You don’t want to have to change client code each time you update a service, for instance, if you update the version of the service, which may change the URL Likewise, You don’t want to have to hard-code the physical addresses of a service into client code – that would make it difficult, for instance, to move code between development and production when the physical addresses of the systems change.

When a system is stable, knowledge about the system is identical no matter where you look. The system has converged and is working at optimal efficiency. However, the more complex a system grows (in terms of the number of machines, the amount of services endpoints, etcetera), the more often changes will be made to it. With configuration systems that rely on (generated) files and application restarts, it will take a while for every change to propagate, and if this time is long enough and system changes are often enough, it is easy to see that the system potentially never converges. This leads to reduced availability, and therefore is economically unsound but also impacts the amount of “damage” a system can take before it becomes completely unavailable.

Therefore,

Use a Service Registry to map between a unique identifier and the current address of a service instance in order to decouple the physical address of a service from the identifier. The Service Registry pattern was first introduced in Daigneau and remains useful in a microservices implementation – perhaps even more so given the number of individual services in a Microservices Architecture.

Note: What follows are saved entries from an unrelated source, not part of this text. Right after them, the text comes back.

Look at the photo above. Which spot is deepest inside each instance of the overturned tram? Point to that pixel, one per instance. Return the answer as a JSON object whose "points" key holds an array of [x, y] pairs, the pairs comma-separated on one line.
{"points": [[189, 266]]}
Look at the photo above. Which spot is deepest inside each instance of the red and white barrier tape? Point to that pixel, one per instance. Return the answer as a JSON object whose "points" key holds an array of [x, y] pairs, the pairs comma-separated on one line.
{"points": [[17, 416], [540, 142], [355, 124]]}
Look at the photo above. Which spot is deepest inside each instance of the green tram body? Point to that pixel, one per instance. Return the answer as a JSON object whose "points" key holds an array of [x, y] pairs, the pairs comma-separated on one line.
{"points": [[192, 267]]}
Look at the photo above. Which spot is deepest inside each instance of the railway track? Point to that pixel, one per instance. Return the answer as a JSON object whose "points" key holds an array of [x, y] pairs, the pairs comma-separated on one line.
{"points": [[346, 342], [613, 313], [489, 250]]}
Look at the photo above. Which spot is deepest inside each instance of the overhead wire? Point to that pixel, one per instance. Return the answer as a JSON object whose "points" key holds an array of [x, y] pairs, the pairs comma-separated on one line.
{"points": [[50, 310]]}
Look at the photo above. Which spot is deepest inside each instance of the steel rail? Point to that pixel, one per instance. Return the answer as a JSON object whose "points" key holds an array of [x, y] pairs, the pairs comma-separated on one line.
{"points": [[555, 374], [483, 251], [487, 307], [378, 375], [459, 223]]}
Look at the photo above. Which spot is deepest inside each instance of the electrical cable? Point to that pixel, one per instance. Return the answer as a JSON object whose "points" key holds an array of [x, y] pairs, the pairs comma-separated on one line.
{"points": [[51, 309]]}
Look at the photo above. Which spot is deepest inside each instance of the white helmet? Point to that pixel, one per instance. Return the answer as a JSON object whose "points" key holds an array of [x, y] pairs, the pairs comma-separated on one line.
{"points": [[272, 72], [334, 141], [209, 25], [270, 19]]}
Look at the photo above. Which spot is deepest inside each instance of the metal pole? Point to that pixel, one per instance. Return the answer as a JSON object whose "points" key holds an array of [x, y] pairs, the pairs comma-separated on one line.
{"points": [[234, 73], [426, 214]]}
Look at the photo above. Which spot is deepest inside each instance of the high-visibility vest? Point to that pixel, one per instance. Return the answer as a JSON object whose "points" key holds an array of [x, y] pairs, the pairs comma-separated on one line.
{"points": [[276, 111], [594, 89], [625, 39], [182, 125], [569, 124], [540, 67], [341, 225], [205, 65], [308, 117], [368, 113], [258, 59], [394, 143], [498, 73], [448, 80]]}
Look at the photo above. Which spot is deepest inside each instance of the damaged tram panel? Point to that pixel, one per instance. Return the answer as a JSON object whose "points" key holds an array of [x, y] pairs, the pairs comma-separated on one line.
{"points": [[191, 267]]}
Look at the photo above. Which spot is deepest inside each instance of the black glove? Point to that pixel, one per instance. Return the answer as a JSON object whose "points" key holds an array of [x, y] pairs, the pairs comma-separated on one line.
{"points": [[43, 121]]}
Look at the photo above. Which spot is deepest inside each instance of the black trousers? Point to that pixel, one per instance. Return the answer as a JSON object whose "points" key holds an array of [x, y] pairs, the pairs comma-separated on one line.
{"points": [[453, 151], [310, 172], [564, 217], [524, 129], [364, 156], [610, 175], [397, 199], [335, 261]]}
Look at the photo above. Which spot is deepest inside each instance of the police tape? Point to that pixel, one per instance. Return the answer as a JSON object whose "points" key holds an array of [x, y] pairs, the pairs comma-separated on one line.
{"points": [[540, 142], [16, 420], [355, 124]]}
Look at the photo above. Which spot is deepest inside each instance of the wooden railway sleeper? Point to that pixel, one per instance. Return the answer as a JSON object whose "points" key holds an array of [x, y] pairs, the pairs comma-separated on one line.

At its simplest, a Service Registry is just a repository for information about services. However, many implementations add other metadata about the service along with the physical address, such as a generic server name (useful when you have multiple instances of a service) and health information such as status or uptime.

A service registry takes care of quickly spreading new knowledge around the cluster and often only needs a handful of nodes in each datacenter to be resilient. Application APIs are available to actively inform application instances of configuration changes they would be interested in, so that applications can quickly respond; convergence therefore can take place in seconds instead of hours, greatly reducing the time tha the system is in a transitional state and thus minimizing the amount of time that the system has less than optimal resilience.

As the service registry should be Topology Aware, it need to be setup in a topology aware fashion itself; either only returning local references (this can easily be done with any system by running it separately per datacenter) or by returning local references by default and remote references when requested (this needs support in the service registry).

For example, Consul is a service registry system that contains a large number of very desirable features. For example, it has a DNS interface which makes integrating applications a breeze, and it is based on the Raft consensus protocol which makes the code simple to verify and reason about. Most important, though, is the way how Consul handles multiple datacenters.

Consul typically runs as a small daemon on every system. This makes a bootstrap process of “how do I find my service registry?” go away: it sits on localhost at well-known ports. Only a handful of nodes participate in the consensus algorithms, they are called “servers” and usually they are run on dedicated machines. Within a datacenter, the servers use Raft to elect a leader among them, and this leader receives all queries; node-local Consul agents are configured with one or more bootstrap nodes and then join a gossip network to replicate the state of the network (who are the members, where are the members, and who is the leader).

Optionally, Consul can join multiple clusters by so-called WAN bridges. This, in effect, creates a new gossip network between the servers over the WAN, enabling services in one datacenter to forward queries to another datacenter when the queries cannot be locally resolved; for example, this is the case when a client explicitly requests a service lookup in a remote datacenter. There is also support for enumerating known datacenters and nodes in each datacenter, so that it is possible for subsystems that need it to gain complete knowledge of the configuration at a given point in time; this can be used for example to configure high availability clusters automatically, based on the location of available participants in the cluster.

Other examples of Service Registries include Netflix Eureka and the Kubernetes API server.

Not all projects will require a Services Registry – if you have only a handful of services in your application then the setup and management of the registry infrastructure is often more trouble than it’s worth. But if you have more than a half a dozen services then it may become useful when alternative ways of managing service location (such as configuration files) become cumbersome.